Traditionally, the information security domain has examined identity through the lens of the corporate enterprise. In this context, user lifecycle management is about onboarding and managing the identity of employees who need access to corporate systems. For consumer-facing businesses, customer identity and access management (CIAM) is just as critical.
And, this is why I’m so excited to share this report with the community. Auth0 has a unique position in the CIAM space, handling billions of logins each month for consumer-facing businesses around the world, which gives us the visibility to quantitatively explore the state of secure identity in 2021.
One of the key takeaways for developers and security professionals is that managing CIAM is messy, not only because your applications are likely to be exposed to large-scale internet attacks, but also because of the ins and outs of managing customers’ identities. Consumers are a varied group and automatically distinguishing between a confused user and an advanced attacker is not straightforward.

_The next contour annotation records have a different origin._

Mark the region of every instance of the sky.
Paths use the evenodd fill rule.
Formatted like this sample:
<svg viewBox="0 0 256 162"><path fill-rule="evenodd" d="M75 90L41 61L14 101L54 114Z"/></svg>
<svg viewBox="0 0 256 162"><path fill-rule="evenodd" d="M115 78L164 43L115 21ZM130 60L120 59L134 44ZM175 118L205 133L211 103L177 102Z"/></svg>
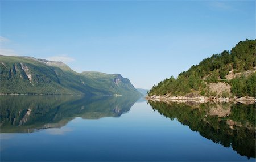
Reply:
<svg viewBox="0 0 256 162"><path fill-rule="evenodd" d="M136 88L255 39L255 1L0 0L0 54L121 74Z"/></svg>

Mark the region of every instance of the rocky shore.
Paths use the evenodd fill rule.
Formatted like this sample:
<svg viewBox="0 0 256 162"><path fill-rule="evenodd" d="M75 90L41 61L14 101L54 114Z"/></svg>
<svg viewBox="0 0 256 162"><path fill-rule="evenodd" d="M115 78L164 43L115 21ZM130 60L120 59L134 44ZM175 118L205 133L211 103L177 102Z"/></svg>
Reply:
<svg viewBox="0 0 256 162"><path fill-rule="evenodd" d="M252 97L244 96L240 98L223 98L223 97L208 97L205 96L171 96L167 94L164 96L153 95L147 96L146 99L147 100L151 100L152 101L164 101L166 103L169 102L177 102L177 103L187 103L187 102L195 102L199 103L205 103L210 101L214 102L235 102L241 103L242 104L253 104L256 102L256 99Z"/></svg>

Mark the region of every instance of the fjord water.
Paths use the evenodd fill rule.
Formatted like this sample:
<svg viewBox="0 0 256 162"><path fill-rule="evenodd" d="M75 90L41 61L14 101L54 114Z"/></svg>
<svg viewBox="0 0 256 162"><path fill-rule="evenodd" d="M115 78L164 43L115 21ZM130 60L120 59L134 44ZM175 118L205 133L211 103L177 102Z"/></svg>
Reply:
<svg viewBox="0 0 256 162"><path fill-rule="evenodd" d="M255 161L252 105L0 96L1 161Z"/></svg>

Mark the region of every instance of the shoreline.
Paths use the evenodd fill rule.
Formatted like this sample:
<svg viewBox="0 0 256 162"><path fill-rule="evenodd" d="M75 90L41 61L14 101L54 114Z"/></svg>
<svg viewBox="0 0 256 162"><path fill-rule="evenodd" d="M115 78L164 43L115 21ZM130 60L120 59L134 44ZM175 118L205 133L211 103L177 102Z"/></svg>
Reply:
<svg viewBox="0 0 256 162"><path fill-rule="evenodd" d="M164 102L175 102L175 103L187 103L195 102L198 103L205 103L208 102L219 102L219 103L241 103L242 104L254 104L256 102L256 99L253 97L244 96L240 98L235 97L233 98L211 98L205 96L197 96L193 97L188 97L185 96L171 96L168 95L164 96L153 95L146 96L145 99L147 100L151 100L152 101L164 101Z"/></svg>

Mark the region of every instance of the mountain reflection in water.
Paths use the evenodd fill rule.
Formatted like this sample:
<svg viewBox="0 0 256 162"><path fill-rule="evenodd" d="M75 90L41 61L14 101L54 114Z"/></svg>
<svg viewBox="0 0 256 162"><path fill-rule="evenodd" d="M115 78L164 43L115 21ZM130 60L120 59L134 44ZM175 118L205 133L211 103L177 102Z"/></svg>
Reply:
<svg viewBox="0 0 256 162"><path fill-rule="evenodd" d="M166 104L149 101L161 114L241 156L255 157L255 104Z"/></svg>
<svg viewBox="0 0 256 162"><path fill-rule="evenodd" d="M31 133L61 127L76 117L119 117L138 97L0 96L0 133Z"/></svg>

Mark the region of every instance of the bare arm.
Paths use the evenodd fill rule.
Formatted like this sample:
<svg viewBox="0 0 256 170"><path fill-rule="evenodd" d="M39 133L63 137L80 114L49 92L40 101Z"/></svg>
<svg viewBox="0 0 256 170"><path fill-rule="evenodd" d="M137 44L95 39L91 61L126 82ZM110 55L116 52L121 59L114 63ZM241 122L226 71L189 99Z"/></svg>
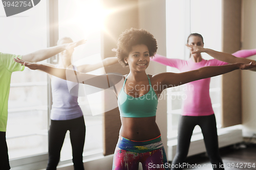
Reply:
<svg viewBox="0 0 256 170"><path fill-rule="evenodd" d="M158 81L165 87L172 87L194 81L208 78L236 69L248 69L256 67L256 64L235 63L218 66L207 66L199 69L181 73L164 72L157 76Z"/></svg>
<svg viewBox="0 0 256 170"><path fill-rule="evenodd" d="M79 72L87 72L101 68L102 66L108 66L117 62L118 62L118 60L117 57L108 57L104 59L102 62L98 62L94 64L85 64L78 66L77 66L77 70Z"/></svg>
<svg viewBox="0 0 256 170"><path fill-rule="evenodd" d="M251 62L252 64L256 63L256 61L255 60L250 60L244 58L236 57L228 53L217 52L211 49L205 48L199 46L189 44L186 44L186 45L189 47L193 48L195 50L195 51L192 52L192 54L206 53L218 60L224 61L228 63L232 64L240 63L248 64ZM251 69L250 70L251 71L256 71L255 68Z"/></svg>
<svg viewBox="0 0 256 170"><path fill-rule="evenodd" d="M86 42L86 40L81 40L75 42L63 44L46 49L39 50L23 55L22 59L25 61L31 62L42 61L54 56L64 50L69 50L80 45L83 44Z"/></svg>

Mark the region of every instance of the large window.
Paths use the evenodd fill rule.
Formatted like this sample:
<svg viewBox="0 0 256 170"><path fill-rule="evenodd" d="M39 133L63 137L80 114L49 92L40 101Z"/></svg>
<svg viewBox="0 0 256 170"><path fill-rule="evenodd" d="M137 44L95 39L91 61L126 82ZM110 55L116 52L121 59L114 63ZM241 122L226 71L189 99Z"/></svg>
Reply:
<svg viewBox="0 0 256 170"><path fill-rule="evenodd" d="M174 17L174 16L175 17ZM221 51L221 1L166 1L167 56L186 60L189 52L185 44L190 33L198 33L204 37L204 47ZM212 57L202 53L203 59ZM167 71L179 72L167 67ZM221 77L211 78L210 96L216 116L217 127L221 127ZM168 137L177 135L179 118L181 113L182 86L168 89L172 99L167 101ZM194 132L200 132L196 126Z"/></svg>
<svg viewBox="0 0 256 170"><path fill-rule="evenodd" d="M22 13L1 17L1 52L25 54L46 48L46 8L41 1ZM48 152L47 76L27 68L12 74L6 132L11 160Z"/></svg>
<svg viewBox="0 0 256 170"><path fill-rule="evenodd" d="M47 1L41 1L34 7L22 13L9 17L0 17L1 52L25 54L47 47L49 40L47 39L47 27L49 26L47 18L49 9L47 3ZM100 1L61 0L59 1L58 6L55 7L57 8L58 11L59 37L70 37L74 41L81 39L87 40L85 45L76 48L73 54L73 64L79 65L100 62L102 60L100 54L102 16ZM3 10L2 6L0 8L0 16L5 16L3 7ZM52 38L50 37L50 40ZM102 74L104 74L104 70L98 69L90 73ZM46 73L31 70L27 68L22 72L15 72L12 74L6 135L11 161L25 157L43 155L45 160L40 167L46 166L50 117L48 105L51 103L47 87L49 83ZM91 96L90 99L93 98L98 102L96 95ZM79 96L78 102L83 111L86 125L83 155L85 157L92 155L101 156L102 115L93 116L92 111L99 106L99 103L98 102L96 106L91 104L86 96ZM72 155L68 132L59 165L71 162ZM28 161L34 163L33 159L28 159L30 160ZM20 165L24 162L23 160L18 162L23 162L18 163ZM34 166L31 168L38 167Z"/></svg>

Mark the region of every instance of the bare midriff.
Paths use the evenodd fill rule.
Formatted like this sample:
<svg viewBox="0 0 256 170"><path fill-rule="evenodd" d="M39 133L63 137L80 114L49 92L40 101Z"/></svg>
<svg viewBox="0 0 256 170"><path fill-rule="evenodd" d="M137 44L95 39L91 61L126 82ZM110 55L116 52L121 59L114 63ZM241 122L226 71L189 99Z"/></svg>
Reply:
<svg viewBox="0 0 256 170"><path fill-rule="evenodd" d="M156 123L156 116L147 117L121 117L120 135L132 140L144 141L154 139L161 133Z"/></svg>

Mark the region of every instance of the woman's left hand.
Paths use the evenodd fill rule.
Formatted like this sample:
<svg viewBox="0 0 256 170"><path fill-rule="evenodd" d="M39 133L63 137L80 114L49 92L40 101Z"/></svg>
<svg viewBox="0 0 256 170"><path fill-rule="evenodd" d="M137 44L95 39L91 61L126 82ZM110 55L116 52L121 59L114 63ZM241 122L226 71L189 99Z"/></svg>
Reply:
<svg viewBox="0 0 256 170"><path fill-rule="evenodd" d="M188 44L186 44L185 45L189 48L191 48L193 49L193 51L191 53L191 54L200 53L205 52L205 48L201 46L190 45Z"/></svg>
<svg viewBox="0 0 256 170"><path fill-rule="evenodd" d="M18 63L22 64L22 65L24 65L25 66L31 69L37 69L38 65L38 64L36 63L31 63L29 62L25 62L25 61L23 60L20 60L18 58L13 58L14 60L14 61L16 62L17 62Z"/></svg>

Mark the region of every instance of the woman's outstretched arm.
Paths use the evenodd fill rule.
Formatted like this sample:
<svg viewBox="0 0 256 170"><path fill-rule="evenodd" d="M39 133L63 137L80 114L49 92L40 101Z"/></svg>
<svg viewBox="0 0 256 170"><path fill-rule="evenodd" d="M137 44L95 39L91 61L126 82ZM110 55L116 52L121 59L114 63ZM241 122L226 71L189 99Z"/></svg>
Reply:
<svg viewBox="0 0 256 170"><path fill-rule="evenodd" d="M150 60L157 62L164 65L177 68L179 68L179 66L181 64L181 60L167 58L166 57L161 56L158 54L155 55L155 57L151 58Z"/></svg>
<svg viewBox="0 0 256 170"><path fill-rule="evenodd" d="M118 59L117 59L117 57L108 57L104 59L102 62L95 64L79 65L77 66L77 70L81 72L88 72L103 66L108 66L118 62Z"/></svg>
<svg viewBox="0 0 256 170"><path fill-rule="evenodd" d="M243 52L240 52L239 53L238 53L238 52L237 52L238 53L234 53L238 57L237 57L228 53L217 52L211 49L205 48L203 47L199 46L189 45L189 44L186 44L186 45L189 47L193 48L194 49L195 51L193 52L192 52L192 54L198 53L206 53L208 54L209 55L211 56L211 57L214 57L214 58L218 60L224 61L228 63L241 63L244 64L248 64L251 62L252 62L252 64L256 63L256 61L255 60L252 60L242 58L242 57L249 57L250 56L248 55L250 54L253 55L254 51L251 51L249 53L246 53L246 54L242 54L241 53L243 53ZM248 52L247 51L246 52ZM254 54L256 54L256 53ZM250 70L254 71L256 71L255 68L251 69Z"/></svg>
<svg viewBox="0 0 256 170"><path fill-rule="evenodd" d="M122 75L117 74L93 75L70 69L59 68L41 64L27 62L19 59L14 60L31 69L38 69L62 79L88 84L101 89L108 89L114 86L123 80L123 78Z"/></svg>
<svg viewBox="0 0 256 170"><path fill-rule="evenodd" d="M22 59L25 61L36 62L47 59L64 50L70 50L84 44L86 40L82 39L76 42L63 44L45 49L39 50L31 53L23 55Z"/></svg>

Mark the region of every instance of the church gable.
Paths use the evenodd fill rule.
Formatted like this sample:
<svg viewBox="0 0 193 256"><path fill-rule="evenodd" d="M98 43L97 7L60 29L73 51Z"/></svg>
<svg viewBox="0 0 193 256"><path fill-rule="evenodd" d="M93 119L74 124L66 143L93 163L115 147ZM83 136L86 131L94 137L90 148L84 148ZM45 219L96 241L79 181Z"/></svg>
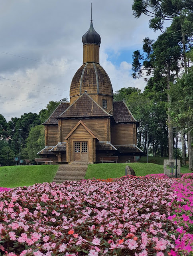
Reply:
<svg viewBox="0 0 193 256"><path fill-rule="evenodd" d="M66 118L110 116L85 92L57 117Z"/></svg>
<svg viewBox="0 0 193 256"><path fill-rule="evenodd" d="M69 138L78 138L97 139L94 133L81 121L80 121L74 127L65 139L67 140ZM98 140L98 139L97 139Z"/></svg>

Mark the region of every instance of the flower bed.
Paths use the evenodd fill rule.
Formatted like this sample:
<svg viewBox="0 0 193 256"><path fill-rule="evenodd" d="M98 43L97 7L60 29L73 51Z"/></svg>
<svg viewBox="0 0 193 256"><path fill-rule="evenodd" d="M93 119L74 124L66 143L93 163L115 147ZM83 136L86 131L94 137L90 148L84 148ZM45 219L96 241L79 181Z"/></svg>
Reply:
<svg viewBox="0 0 193 256"><path fill-rule="evenodd" d="M0 187L0 192L3 192L4 191L9 191L10 190L11 188L2 188Z"/></svg>
<svg viewBox="0 0 193 256"><path fill-rule="evenodd" d="M0 255L190 253L191 234L173 217L181 183L155 177L108 182L36 184L0 193Z"/></svg>

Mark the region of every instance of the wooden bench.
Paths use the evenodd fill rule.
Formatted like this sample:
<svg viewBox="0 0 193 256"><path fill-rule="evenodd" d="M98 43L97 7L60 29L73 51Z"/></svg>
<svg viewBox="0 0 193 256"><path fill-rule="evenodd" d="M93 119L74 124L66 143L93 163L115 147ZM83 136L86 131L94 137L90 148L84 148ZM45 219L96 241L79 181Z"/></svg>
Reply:
<svg viewBox="0 0 193 256"><path fill-rule="evenodd" d="M25 159L25 161L26 161L26 165L31 165L32 164L29 159Z"/></svg>
<svg viewBox="0 0 193 256"><path fill-rule="evenodd" d="M114 162L116 161L116 164L118 161L118 156L100 156L100 160L102 162L102 163L104 162Z"/></svg>
<svg viewBox="0 0 193 256"><path fill-rule="evenodd" d="M37 164L38 163L40 163L41 164L51 164L53 161L52 157L49 157L45 158L35 158L35 162L37 163ZM49 163L46 164L45 163Z"/></svg>

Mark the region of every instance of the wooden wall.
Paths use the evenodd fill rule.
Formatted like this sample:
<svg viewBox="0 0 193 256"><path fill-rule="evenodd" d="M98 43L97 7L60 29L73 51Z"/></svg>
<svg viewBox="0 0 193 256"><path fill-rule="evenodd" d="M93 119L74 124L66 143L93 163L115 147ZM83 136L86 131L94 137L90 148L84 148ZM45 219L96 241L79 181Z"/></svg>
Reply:
<svg viewBox="0 0 193 256"><path fill-rule="evenodd" d="M47 145L55 146L58 143L58 126L57 125L47 126ZM46 134L47 133L45 133ZM45 134L46 136L46 134Z"/></svg>
<svg viewBox="0 0 193 256"><path fill-rule="evenodd" d="M107 108L104 109L106 112L108 112L112 108L112 102L113 98L111 95L105 95L98 94L88 94L96 102L101 108L102 108L102 100L107 100ZM71 97L70 104L72 104L75 100L79 98L80 95Z"/></svg>
<svg viewBox="0 0 193 256"><path fill-rule="evenodd" d="M83 46L83 63L99 63L99 46L89 44Z"/></svg>
<svg viewBox="0 0 193 256"><path fill-rule="evenodd" d="M135 124L118 124L112 125L111 130L112 144L114 145L136 145L136 126Z"/></svg>
<svg viewBox="0 0 193 256"><path fill-rule="evenodd" d="M91 135L81 124L80 124L67 140L67 162L74 161L74 142L88 142L88 162L95 162L95 139Z"/></svg>
<svg viewBox="0 0 193 256"><path fill-rule="evenodd" d="M108 118L105 118L82 119L81 121L93 132L99 140L106 141L109 140L110 121L109 120L110 120L110 119ZM61 130L62 142L66 141L65 138L79 121L79 119L62 120ZM81 138L81 132L79 135L79 138Z"/></svg>

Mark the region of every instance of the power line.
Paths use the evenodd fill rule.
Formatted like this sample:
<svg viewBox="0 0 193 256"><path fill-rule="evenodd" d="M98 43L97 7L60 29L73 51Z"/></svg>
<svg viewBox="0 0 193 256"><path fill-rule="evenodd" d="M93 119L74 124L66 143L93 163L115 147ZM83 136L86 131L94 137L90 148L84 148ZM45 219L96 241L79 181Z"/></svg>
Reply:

Securing your customers’ identities is made more difficult by the industry-wide failure to protect data. The prevalence of breached passwords and the availability of automated attack tools makes the humble password a protective measure from the past. We’re also in a time of transition where traditional enterprises are starting to look more like a set of consumer-facing applications, which means enterprises don’t have the luxury of ignoring CIAM’s security problems. Consequently, identity should be top of mind for CISOs — pragmatism and limited budgets require prioritization, and securing identity should be number one.
At Auth0 we obsess about making identity easy for application builders and our Security and Product teams obsess about keeping those identities secure. I’m very excited to pull back the curtain on what we encounter every day.
—DUNCAN GODFREY, VP SECURITY ENGINEERING
Methodology
This report is based on data from Auth0 customers, retrieved by running simple and anonymous queries against our aggregate database. In many cases, we segmented the data by industry vertical, as self-defined by each customer. Unless otherwise noted, this report presents and analyzes data from the first 90 days of 2021.